最近は、また恐い夢を見るに違いない、寝てる間にまた痣が出来るかもしれないと、疲れていても精神が高ぶって、こんなに早い時間に眠気に襲われる事なんて無かった。
今夜、誰かに襲われる。
それが確実だったとしても、昼間のアポロとアダムを思い出すと、幸福感と安心感が心の中に満ちて、香山の不安を打ち消し、眠りに誘った。
「寝てた方が良い、窓には近づくなって変な事言ってたよね。でもナイトの言う事を聞くのがお姫様の務めだもんねフフフッ。

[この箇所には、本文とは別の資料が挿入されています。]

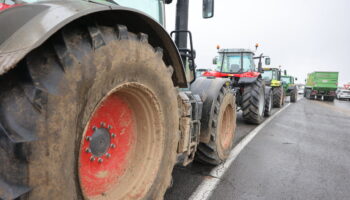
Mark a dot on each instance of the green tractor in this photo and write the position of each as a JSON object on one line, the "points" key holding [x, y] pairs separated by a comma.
{"points": [[290, 89], [272, 77]]}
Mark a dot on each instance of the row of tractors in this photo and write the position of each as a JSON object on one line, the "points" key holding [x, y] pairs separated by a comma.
{"points": [[98, 102]]}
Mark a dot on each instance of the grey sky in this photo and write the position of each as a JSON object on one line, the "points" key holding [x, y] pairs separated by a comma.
{"points": [[301, 35]]}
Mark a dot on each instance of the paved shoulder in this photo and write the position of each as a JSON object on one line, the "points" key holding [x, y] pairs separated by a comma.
{"points": [[302, 154]]}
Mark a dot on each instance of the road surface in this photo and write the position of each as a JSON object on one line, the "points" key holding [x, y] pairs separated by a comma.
{"points": [[303, 153]]}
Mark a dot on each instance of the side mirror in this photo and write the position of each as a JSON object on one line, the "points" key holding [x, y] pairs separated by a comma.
{"points": [[215, 60], [208, 8]]}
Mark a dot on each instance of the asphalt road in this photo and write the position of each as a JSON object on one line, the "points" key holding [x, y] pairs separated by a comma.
{"points": [[304, 153]]}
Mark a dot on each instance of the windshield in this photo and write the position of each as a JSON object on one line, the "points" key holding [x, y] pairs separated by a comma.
{"points": [[154, 8], [235, 63], [267, 75], [286, 79]]}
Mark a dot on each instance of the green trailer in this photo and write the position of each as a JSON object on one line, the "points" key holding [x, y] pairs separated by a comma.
{"points": [[290, 89], [321, 85]]}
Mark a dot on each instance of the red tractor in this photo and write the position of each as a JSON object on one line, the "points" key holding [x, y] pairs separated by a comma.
{"points": [[252, 96], [98, 102]]}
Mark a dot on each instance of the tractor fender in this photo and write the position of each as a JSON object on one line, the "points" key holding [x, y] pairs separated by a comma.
{"points": [[247, 80], [208, 89], [29, 26]]}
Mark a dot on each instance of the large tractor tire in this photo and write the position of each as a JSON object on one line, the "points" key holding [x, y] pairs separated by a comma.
{"points": [[294, 95], [223, 128], [268, 103], [253, 102], [278, 97], [91, 114]]}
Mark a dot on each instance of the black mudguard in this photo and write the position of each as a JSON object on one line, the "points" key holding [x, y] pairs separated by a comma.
{"points": [[26, 27], [208, 89]]}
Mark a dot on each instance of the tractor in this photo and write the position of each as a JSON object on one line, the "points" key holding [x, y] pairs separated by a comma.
{"points": [[290, 89], [272, 77], [98, 102], [252, 96]]}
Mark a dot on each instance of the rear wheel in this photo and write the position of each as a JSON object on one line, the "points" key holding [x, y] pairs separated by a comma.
{"points": [[103, 108], [253, 102], [222, 131], [278, 97], [268, 103]]}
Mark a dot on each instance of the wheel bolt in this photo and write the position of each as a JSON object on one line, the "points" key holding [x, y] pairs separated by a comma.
{"points": [[92, 159]]}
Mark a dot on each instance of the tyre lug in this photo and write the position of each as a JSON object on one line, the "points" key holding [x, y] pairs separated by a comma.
{"points": [[92, 158]]}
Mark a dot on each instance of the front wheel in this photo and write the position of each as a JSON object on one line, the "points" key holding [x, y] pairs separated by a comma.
{"points": [[222, 131]]}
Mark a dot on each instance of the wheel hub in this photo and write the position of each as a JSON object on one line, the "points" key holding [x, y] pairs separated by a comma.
{"points": [[100, 142]]}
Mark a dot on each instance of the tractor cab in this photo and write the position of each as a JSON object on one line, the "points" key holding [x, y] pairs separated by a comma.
{"points": [[237, 63], [272, 76], [234, 61]]}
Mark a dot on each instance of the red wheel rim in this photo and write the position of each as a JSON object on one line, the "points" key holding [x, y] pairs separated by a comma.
{"points": [[125, 133], [99, 173]]}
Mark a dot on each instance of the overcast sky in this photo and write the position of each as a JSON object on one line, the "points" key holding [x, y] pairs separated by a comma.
{"points": [[300, 35]]}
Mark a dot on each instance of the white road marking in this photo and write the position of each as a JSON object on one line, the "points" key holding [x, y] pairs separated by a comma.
{"points": [[206, 188]]}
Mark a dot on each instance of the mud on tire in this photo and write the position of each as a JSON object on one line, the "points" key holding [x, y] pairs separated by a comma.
{"points": [[47, 101], [253, 102], [222, 132]]}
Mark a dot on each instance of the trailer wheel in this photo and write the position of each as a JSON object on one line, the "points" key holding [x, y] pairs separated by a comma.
{"points": [[100, 105], [253, 102], [294, 95], [268, 103], [278, 97], [222, 134]]}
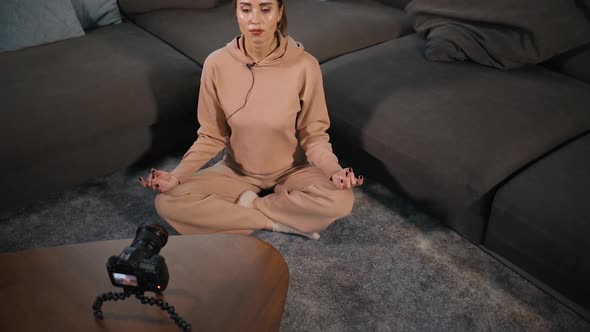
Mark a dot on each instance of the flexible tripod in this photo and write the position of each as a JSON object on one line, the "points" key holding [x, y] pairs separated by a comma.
{"points": [[110, 296]]}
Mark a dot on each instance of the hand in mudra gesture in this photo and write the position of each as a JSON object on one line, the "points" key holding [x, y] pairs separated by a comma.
{"points": [[159, 180], [345, 179]]}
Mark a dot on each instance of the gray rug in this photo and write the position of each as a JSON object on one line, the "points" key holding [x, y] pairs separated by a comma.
{"points": [[387, 267]]}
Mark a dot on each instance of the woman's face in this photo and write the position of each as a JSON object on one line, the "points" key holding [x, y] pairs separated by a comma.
{"points": [[258, 19]]}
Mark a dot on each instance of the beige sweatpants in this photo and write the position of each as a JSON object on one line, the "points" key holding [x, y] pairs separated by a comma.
{"points": [[303, 198]]}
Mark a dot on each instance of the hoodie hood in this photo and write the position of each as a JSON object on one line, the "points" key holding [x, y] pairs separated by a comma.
{"points": [[287, 50]]}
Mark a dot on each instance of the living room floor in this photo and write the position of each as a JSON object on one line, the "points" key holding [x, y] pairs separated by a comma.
{"points": [[386, 267]]}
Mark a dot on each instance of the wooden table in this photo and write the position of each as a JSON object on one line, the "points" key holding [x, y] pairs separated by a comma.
{"points": [[217, 283]]}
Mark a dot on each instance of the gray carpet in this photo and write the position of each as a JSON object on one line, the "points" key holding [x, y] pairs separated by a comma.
{"points": [[387, 267]]}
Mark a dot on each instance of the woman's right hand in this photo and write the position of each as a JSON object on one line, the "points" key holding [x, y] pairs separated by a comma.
{"points": [[160, 180]]}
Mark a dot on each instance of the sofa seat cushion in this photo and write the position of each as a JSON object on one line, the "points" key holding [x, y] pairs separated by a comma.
{"points": [[450, 132], [540, 220], [575, 63], [326, 29], [65, 94]]}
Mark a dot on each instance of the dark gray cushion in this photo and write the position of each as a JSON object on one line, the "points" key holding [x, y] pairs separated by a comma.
{"points": [[401, 4], [26, 23], [97, 13], [540, 220], [575, 63], [502, 33], [132, 7], [450, 132], [325, 28], [67, 94]]}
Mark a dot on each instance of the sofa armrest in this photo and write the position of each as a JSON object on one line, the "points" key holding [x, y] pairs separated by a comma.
{"points": [[134, 7]]}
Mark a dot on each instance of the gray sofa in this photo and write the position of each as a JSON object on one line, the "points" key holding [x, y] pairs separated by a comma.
{"points": [[502, 157]]}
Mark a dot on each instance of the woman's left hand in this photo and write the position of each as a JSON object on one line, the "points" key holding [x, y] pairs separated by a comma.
{"points": [[345, 179]]}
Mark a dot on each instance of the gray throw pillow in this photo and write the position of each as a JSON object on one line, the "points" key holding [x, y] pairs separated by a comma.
{"points": [[503, 34], [96, 13], [26, 23], [132, 7]]}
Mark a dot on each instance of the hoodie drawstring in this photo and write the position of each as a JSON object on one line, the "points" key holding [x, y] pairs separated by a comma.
{"points": [[249, 65]]}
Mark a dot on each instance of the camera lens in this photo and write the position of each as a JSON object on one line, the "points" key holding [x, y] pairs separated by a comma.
{"points": [[150, 237]]}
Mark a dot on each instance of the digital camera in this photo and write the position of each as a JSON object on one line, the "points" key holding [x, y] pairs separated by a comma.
{"points": [[139, 268]]}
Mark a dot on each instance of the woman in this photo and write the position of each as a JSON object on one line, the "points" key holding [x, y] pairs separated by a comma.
{"points": [[262, 99]]}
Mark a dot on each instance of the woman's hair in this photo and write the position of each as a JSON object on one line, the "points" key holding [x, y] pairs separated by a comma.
{"points": [[282, 26]]}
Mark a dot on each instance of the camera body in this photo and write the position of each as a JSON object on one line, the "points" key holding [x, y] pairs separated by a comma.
{"points": [[139, 268]]}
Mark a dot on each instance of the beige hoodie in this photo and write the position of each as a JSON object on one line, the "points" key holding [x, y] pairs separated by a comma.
{"points": [[270, 116]]}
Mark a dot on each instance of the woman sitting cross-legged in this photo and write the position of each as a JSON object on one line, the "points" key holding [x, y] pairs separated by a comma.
{"points": [[262, 100]]}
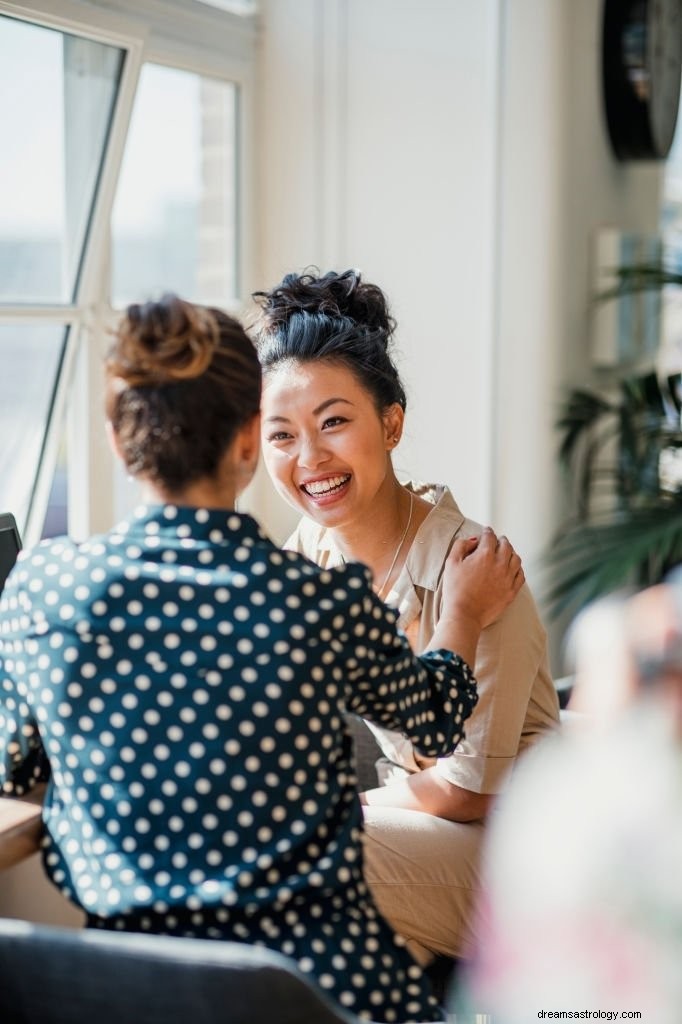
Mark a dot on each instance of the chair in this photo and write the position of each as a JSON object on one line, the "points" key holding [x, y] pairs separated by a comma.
{"points": [[64, 976]]}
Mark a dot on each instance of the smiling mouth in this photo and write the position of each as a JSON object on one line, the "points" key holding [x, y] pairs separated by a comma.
{"points": [[329, 486]]}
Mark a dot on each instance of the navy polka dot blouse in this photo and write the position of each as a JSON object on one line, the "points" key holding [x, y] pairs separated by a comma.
{"points": [[181, 684]]}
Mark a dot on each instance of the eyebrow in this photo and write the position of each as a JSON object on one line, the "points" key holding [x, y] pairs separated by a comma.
{"points": [[315, 412]]}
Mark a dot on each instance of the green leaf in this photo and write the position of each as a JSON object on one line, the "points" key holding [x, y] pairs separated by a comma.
{"points": [[637, 546]]}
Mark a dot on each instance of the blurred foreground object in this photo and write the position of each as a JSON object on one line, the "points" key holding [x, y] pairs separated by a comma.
{"points": [[584, 896]]}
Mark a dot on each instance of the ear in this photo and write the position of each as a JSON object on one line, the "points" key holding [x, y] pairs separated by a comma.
{"points": [[247, 450], [393, 420]]}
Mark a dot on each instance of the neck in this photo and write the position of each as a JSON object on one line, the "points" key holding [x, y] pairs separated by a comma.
{"points": [[375, 543]]}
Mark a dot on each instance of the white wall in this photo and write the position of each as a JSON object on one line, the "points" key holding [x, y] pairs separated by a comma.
{"points": [[456, 151]]}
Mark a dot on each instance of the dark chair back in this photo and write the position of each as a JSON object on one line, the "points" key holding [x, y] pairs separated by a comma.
{"points": [[64, 976]]}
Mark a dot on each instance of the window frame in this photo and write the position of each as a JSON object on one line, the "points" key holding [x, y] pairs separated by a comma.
{"points": [[206, 41]]}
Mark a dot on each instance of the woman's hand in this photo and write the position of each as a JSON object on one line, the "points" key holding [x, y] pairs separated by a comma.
{"points": [[481, 577]]}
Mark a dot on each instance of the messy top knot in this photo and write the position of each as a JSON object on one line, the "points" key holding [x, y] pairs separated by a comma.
{"points": [[344, 295], [336, 316], [181, 380], [165, 341]]}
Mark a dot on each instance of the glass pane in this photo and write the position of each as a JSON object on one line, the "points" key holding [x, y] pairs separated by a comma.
{"points": [[174, 217], [31, 354], [56, 93], [56, 514], [670, 357]]}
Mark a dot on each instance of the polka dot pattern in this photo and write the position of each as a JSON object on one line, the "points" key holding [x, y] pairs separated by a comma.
{"points": [[182, 684]]}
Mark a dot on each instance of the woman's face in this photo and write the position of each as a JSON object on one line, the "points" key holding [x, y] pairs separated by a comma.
{"points": [[325, 444]]}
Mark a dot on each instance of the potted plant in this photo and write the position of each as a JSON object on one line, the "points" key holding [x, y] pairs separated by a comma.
{"points": [[623, 454]]}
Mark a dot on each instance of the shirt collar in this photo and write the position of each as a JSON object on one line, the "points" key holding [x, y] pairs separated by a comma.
{"points": [[214, 524]]}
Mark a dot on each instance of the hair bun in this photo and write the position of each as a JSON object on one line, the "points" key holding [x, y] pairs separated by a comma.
{"points": [[338, 295], [163, 342]]}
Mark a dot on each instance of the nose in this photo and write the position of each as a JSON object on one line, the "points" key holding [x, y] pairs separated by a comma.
{"points": [[311, 453]]}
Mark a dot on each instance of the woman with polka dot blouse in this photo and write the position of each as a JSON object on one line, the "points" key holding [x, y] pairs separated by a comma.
{"points": [[180, 684]]}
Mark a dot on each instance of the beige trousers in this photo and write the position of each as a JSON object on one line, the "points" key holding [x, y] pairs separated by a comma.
{"points": [[424, 873]]}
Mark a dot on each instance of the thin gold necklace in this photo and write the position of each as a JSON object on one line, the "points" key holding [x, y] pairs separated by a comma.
{"points": [[398, 549]]}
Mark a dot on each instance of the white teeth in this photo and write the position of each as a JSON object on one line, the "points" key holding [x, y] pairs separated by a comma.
{"points": [[325, 486]]}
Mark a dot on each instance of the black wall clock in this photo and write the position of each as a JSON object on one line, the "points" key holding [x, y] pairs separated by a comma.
{"points": [[642, 68]]}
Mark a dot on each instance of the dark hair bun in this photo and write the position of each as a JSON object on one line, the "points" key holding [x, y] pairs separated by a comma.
{"points": [[337, 295], [163, 342]]}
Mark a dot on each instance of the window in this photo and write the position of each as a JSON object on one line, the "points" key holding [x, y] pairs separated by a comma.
{"points": [[131, 104], [57, 92], [62, 89], [174, 218]]}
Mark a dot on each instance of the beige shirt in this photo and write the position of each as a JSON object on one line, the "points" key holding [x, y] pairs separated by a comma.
{"points": [[517, 700]]}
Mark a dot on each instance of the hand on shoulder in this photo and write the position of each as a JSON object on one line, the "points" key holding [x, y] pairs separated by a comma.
{"points": [[481, 577]]}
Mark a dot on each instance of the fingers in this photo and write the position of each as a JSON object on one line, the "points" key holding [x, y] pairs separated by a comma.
{"points": [[463, 547]]}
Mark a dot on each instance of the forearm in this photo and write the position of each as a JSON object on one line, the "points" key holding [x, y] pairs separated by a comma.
{"points": [[428, 792], [458, 633]]}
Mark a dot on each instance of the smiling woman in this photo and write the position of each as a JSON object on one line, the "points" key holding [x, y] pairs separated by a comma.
{"points": [[333, 413]]}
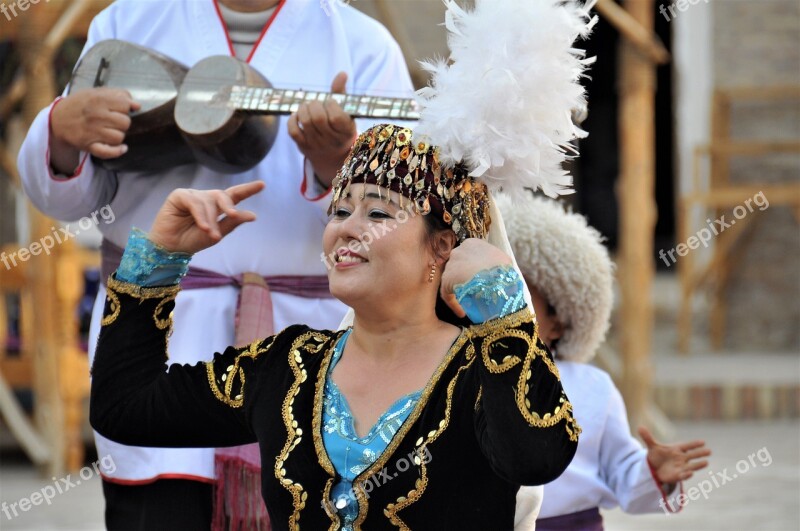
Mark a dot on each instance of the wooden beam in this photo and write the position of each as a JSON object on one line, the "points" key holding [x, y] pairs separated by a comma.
{"points": [[637, 85], [644, 39]]}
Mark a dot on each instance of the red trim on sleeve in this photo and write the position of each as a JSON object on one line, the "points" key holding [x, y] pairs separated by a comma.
{"points": [[137, 482], [304, 187], [264, 31], [260, 37], [664, 495], [79, 169], [224, 28]]}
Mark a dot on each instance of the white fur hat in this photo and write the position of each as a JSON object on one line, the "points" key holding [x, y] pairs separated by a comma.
{"points": [[565, 259]]}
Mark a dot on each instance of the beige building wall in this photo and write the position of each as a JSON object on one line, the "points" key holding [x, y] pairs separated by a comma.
{"points": [[757, 43]]}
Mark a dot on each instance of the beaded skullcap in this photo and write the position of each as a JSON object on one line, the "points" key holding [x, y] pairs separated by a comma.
{"points": [[387, 155]]}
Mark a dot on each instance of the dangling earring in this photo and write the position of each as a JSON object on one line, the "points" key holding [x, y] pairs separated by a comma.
{"points": [[433, 272]]}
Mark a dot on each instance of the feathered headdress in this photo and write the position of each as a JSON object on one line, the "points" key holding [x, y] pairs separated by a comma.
{"points": [[497, 114], [502, 104]]}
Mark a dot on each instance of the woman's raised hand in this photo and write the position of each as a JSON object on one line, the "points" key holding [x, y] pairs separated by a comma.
{"points": [[192, 220], [466, 260]]}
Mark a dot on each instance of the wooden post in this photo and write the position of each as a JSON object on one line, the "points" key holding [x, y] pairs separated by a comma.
{"points": [[637, 84], [49, 415]]}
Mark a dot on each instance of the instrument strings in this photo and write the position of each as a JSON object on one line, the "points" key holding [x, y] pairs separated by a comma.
{"points": [[223, 81]]}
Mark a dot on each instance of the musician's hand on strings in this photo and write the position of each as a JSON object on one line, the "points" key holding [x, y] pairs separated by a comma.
{"points": [[192, 220], [93, 120], [324, 133]]}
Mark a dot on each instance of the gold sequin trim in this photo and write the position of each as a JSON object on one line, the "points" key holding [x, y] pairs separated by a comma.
{"points": [[378, 464], [496, 329], [562, 412], [140, 292], [421, 484], [114, 306], [311, 342], [233, 374], [166, 293]]}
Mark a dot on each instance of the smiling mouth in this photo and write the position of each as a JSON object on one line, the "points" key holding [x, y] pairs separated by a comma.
{"points": [[349, 259]]}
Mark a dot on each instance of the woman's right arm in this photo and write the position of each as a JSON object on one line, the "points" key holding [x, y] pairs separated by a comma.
{"points": [[135, 400]]}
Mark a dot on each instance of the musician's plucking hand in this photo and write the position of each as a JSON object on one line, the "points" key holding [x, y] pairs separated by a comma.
{"points": [[324, 133], [93, 120]]}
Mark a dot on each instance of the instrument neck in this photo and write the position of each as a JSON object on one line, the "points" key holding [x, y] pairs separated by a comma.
{"points": [[267, 100]]}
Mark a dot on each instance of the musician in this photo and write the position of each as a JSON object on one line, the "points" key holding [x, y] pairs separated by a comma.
{"points": [[293, 43], [570, 275], [409, 419]]}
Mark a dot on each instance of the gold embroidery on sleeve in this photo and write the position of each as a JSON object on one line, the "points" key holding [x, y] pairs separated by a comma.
{"points": [[233, 379], [166, 293], [114, 306], [311, 342], [506, 327], [421, 449]]}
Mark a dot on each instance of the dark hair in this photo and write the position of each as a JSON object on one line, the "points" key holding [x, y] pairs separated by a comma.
{"points": [[433, 226]]}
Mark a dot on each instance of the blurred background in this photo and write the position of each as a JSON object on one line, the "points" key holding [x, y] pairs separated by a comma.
{"points": [[694, 123]]}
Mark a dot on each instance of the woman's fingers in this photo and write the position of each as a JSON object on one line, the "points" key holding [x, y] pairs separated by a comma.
{"points": [[692, 445], [232, 218], [697, 465], [696, 454], [229, 223], [197, 209], [242, 191]]}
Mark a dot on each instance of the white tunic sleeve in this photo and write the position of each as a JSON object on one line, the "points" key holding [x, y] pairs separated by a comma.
{"points": [[623, 462], [65, 197]]}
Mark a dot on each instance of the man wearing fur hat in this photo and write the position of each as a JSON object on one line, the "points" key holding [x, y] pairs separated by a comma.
{"points": [[570, 275]]}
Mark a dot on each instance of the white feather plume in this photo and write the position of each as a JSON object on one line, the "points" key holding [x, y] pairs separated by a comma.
{"points": [[503, 103]]}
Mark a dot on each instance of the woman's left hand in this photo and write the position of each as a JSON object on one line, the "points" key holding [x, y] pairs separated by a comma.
{"points": [[466, 260], [674, 462]]}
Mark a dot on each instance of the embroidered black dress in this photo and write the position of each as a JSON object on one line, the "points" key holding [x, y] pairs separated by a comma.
{"points": [[493, 417]]}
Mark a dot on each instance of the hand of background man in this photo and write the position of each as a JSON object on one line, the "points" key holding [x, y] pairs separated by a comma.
{"points": [[93, 120], [324, 133]]}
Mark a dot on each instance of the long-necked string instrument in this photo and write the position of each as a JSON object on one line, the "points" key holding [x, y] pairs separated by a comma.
{"points": [[221, 113]]}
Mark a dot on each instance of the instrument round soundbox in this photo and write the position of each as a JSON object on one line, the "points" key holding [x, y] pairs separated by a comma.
{"points": [[221, 136], [154, 141]]}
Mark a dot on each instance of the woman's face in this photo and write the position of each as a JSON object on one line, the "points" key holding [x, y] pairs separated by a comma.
{"points": [[374, 247], [550, 328]]}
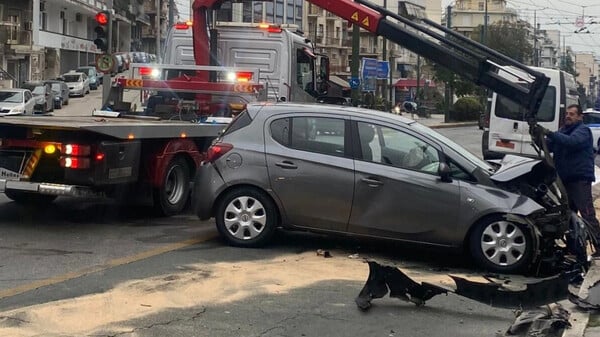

まあベッドは幸い窓から遠いから大丈夫だよね。それじゃおやすみ~ナイト様☆」
「よし、対象は寝たようだ」
アダムはどこで買ったのか、サーモグラフィー付きの双眼鏡で隣のビルの屋上から、香山の住んでいるマンションの部屋を覗き見て言う。
「もう、こんなの犯罪じゃない!この現場押さえられたら逮捕されるの私なんだからね!」
沙織はアダムと同じように、うつ伏せになり、この姿を人に見られまいと、黒い布を被って地面と一体化して、目立たないようにしている。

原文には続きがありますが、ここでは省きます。